What her parents would say—what her father would say! Her lips trembled and her eyes flooded. Please, gods, don’t let Father be angry, she begged silently. She didn’t know which was worse, waiting for one of her father’s rages or having one break over her head. She hated being a coward.

She wiped her eyes and got to her feet. Regardless of her problem with the new teacher, she knew she would
definitely
be punished if she didn’t get to her shop chores. She could see an open crate of brass lamps that had to be cleaned for sale. There was the sweeping to do as always, inkwells to be filled in the clerks’ room, brushes to be rinsed off. She would do the lamps first, the inkwells and brushes when the clerks went to supper.

As she set up a table for her polish and rags, she worried the mathematics issue like a bad tooth. Instructor Hillbrand had never cared how she reached her answers. From the time she was very small, she had known the answer to any mathematics problem, long before the other children. She had been the wonder of the district and Father’s darling. Instructor Hillbrand had even spoken of university training when she was older, though Father always said it would cost too much.

Then came Instructor Park, educated at the great university in Carthak. His mathematics for older students involved letters as well as numbers. There were steps toward the solution, and each student must do the steps as well as answer the problem. He would not accept the answer alone.

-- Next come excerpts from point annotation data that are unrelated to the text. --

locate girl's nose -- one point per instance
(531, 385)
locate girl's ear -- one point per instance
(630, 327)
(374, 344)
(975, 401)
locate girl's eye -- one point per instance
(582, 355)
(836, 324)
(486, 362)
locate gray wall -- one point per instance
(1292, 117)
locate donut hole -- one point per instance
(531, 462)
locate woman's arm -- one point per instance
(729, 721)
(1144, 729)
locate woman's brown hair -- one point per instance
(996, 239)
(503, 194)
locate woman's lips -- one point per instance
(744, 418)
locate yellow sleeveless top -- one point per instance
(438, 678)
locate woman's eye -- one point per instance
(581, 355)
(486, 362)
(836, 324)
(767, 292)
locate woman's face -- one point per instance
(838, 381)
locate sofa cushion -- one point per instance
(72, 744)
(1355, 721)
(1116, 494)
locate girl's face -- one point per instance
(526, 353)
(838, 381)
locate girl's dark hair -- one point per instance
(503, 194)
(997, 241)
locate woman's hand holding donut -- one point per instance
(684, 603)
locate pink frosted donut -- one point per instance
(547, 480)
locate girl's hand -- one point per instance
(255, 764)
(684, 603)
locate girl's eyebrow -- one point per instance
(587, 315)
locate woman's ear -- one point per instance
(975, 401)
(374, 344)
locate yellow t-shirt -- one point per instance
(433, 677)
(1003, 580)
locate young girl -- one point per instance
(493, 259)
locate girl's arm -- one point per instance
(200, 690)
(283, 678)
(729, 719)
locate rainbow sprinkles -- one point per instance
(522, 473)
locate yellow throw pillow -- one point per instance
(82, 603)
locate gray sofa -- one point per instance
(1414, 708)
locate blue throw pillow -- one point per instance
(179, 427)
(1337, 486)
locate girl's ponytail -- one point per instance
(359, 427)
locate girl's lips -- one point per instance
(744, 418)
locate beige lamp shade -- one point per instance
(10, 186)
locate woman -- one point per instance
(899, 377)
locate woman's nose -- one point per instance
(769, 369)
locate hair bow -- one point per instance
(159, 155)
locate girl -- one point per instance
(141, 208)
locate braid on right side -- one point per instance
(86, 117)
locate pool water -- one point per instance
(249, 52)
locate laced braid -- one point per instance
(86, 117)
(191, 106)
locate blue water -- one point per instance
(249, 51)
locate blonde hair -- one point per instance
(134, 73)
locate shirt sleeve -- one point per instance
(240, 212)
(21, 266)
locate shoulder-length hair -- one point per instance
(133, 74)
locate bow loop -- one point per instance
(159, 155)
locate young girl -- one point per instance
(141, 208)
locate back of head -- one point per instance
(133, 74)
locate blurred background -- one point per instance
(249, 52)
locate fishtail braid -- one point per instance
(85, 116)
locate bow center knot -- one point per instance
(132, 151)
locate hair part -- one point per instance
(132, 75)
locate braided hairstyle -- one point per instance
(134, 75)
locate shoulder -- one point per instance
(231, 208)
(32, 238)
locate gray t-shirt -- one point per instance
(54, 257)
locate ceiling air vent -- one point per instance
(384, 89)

Adria polished an already shining lamp, crying again. She loved the new mathematics. The idea that letters could take the place of numbers opened a world of possibilities whose limits she could not see. Even after her scolding, she had asked the instructor about the mathematics that lay beyond their current studies. That conversation had not gone well.

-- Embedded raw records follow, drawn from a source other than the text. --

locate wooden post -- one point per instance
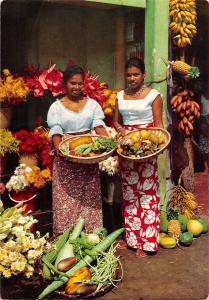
(156, 48)
(119, 50)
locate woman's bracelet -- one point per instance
(119, 128)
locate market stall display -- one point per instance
(143, 144)
(181, 222)
(81, 263)
(87, 149)
(20, 249)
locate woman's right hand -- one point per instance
(121, 133)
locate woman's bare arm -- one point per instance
(157, 109)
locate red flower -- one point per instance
(94, 89)
(31, 142)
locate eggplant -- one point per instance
(66, 264)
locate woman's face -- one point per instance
(74, 85)
(134, 77)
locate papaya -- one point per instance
(163, 221)
(168, 242)
(186, 238)
(195, 227)
(183, 220)
(205, 225)
(80, 141)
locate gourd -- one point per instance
(205, 225)
(76, 281)
(186, 238)
(80, 141)
(168, 242)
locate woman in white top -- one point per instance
(139, 106)
(76, 187)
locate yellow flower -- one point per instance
(10, 244)
(13, 256)
(6, 273)
(18, 266)
(108, 111)
(2, 268)
(36, 169)
(46, 173)
(6, 72)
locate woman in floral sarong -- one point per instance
(76, 187)
(139, 106)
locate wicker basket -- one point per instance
(64, 151)
(168, 139)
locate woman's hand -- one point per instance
(121, 132)
(56, 139)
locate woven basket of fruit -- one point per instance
(87, 149)
(143, 144)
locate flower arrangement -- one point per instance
(109, 105)
(20, 249)
(8, 143)
(33, 143)
(94, 89)
(13, 89)
(110, 165)
(47, 79)
(25, 177)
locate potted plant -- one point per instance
(23, 186)
(8, 144)
(34, 148)
(13, 90)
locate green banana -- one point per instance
(82, 148)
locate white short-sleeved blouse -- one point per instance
(62, 120)
(137, 112)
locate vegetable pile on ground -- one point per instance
(90, 147)
(142, 143)
(20, 249)
(81, 263)
(181, 222)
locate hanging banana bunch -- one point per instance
(187, 109)
(183, 21)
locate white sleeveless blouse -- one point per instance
(137, 112)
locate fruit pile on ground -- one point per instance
(176, 228)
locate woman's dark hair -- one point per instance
(71, 71)
(135, 62)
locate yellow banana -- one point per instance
(188, 41)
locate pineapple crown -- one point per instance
(194, 72)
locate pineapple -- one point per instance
(188, 213)
(185, 69)
(191, 201)
(174, 228)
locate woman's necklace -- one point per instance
(138, 93)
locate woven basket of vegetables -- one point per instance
(142, 144)
(82, 265)
(87, 149)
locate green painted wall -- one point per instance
(156, 48)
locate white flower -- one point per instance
(147, 185)
(148, 170)
(134, 223)
(150, 217)
(128, 193)
(132, 177)
(110, 165)
(149, 246)
(151, 231)
(145, 201)
(131, 239)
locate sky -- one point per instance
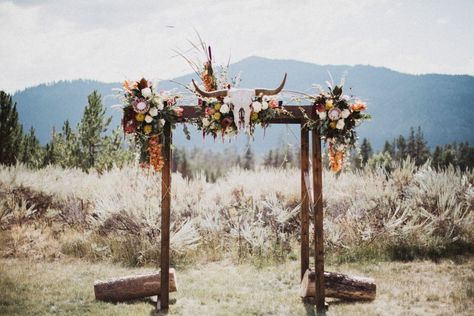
(112, 40)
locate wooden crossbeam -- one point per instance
(309, 200)
(295, 117)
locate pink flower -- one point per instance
(178, 111)
(273, 103)
(334, 114)
(140, 106)
(358, 106)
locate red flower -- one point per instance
(178, 111)
(273, 103)
(320, 107)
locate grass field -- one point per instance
(65, 287)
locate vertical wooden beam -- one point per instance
(318, 220)
(163, 301)
(304, 214)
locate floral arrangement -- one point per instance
(217, 117)
(145, 112)
(338, 115)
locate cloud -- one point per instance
(110, 40)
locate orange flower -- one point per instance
(129, 85)
(178, 111)
(154, 150)
(335, 159)
(358, 106)
(273, 103)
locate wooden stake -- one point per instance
(163, 302)
(304, 215)
(342, 286)
(318, 220)
(132, 287)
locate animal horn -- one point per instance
(210, 94)
(271, 92)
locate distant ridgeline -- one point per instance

“It is clever of you to deduce some of the future
applications, Adria,” he had said with a kind smile. “But you overreach. First you must work your way through this course, and learn the discipline of the mathematics I will cover in these three months. Since you are already having difficulties, you should concentrate on the work at hand.” As she had turned away, red with shame, he had added, “Besides, higher mathematics is taught at the universities. Surely your family prefers that you remain here, to work in their interest, on accounts.”

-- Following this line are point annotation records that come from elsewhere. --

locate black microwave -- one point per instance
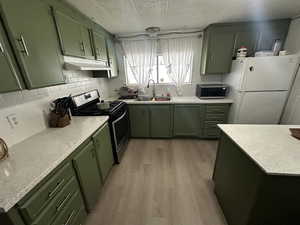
(207, 91)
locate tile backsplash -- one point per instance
(31, 107)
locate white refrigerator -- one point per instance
(260, 87)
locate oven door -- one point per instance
(120, 128)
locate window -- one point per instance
(159, 74)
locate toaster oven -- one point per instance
(211, 91)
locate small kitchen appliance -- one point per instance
(211, 91)
(86, 104)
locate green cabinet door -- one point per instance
(112, 58)
(33, 33)
(86, 167)
(187, 120)
(9, 79)
(247, 39)
(100, 47)
(160, 121)
(220, 49)
(272, 31)
(139, 121)
(69, 32)
(104, 151)
(87, 43)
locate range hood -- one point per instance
(72, 63)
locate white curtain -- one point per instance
(141, 56)
(178, 54)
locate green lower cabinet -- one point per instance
(139, 121)
(214, 114)
(80, 217)
(161, 118)
(103, 147)
(187, 120)
(58, 204)
(72, 209)
(86, 167)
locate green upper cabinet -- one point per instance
(112, 58)
(161, 118)
(188, 120)
(139, 121)
(86, 167)
(104, 151)
(248, 39)
(272, 31)
(69, 32)
(87, 42)
(32, 32)
(10, 78)
(221, 41)
(100, 47)
(217, 56)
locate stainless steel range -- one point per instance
(85, 104)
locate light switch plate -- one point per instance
(12, 120)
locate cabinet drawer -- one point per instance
(211, 124)
(216, 109)
(212, 132)
(57, 204)
(32, 207)
(221, 117)
(68, 214)
(80, 217)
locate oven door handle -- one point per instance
(114, 129)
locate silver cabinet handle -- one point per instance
(1, 48)
(58, 208)
(69, 218)
(82, 47)
(53, 192)
(23, 43)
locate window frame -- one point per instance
(157, 73)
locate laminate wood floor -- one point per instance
(161, 182)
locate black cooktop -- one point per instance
(93, 110)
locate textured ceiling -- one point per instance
(125, 16)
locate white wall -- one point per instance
(31, 107)
(292, 112)
(187, 90)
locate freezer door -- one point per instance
(269, 73)
(260, 107)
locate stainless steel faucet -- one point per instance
(153, 90)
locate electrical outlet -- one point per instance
(12, 120)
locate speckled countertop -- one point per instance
(271, 146)
(33, 159)
(183, 100)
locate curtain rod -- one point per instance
(160, 34)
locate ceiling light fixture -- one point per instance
(152, 30)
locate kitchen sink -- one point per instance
(162, 98)
(150, 98)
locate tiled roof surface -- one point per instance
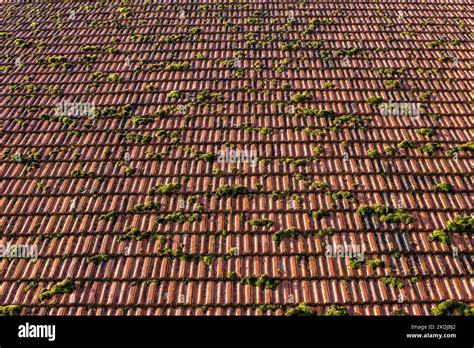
(240, 71)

After the possibilities she had glimpsed, that answer was as bad in its way as any whipping Father might give her. It was as if she had seen a star-covered sky, only to have Instructor Park tie a blindfold over her eyes.

She picked up another lamp and wiped her face on her sleeve again. That was when she heard a voice say, “Don’t cry.”

She gasped and looked around, frantic. “Who’s there?”

“Me,” the voice replied. It was a very small voice, and childlike.

Adria searched the big storeroom, forgetting the lamp in her hand. Unless the child, or any of the clerks who wanted to make fun of her, had packed himself in a crate or turned himself into a fancy jar or box, she was alone. Trembling, she went back to her rags and polish.

Doomed to be switched and mad as a rat in a trap, she thought as she scrubbed at a tarnished spot on the lamp.

“Why sad?” asked the voice.

She dropped the lamp. The lid rolled off into the shadows.

“Ow,” the voice said.

Adria stared as smoke oozed out of the lamp. No, she thought, too fascinated to run or shriek. It wasn’t smoke. It was more like liquid, but it was liquid that kept to a roundish shape, without sending random trickles outward.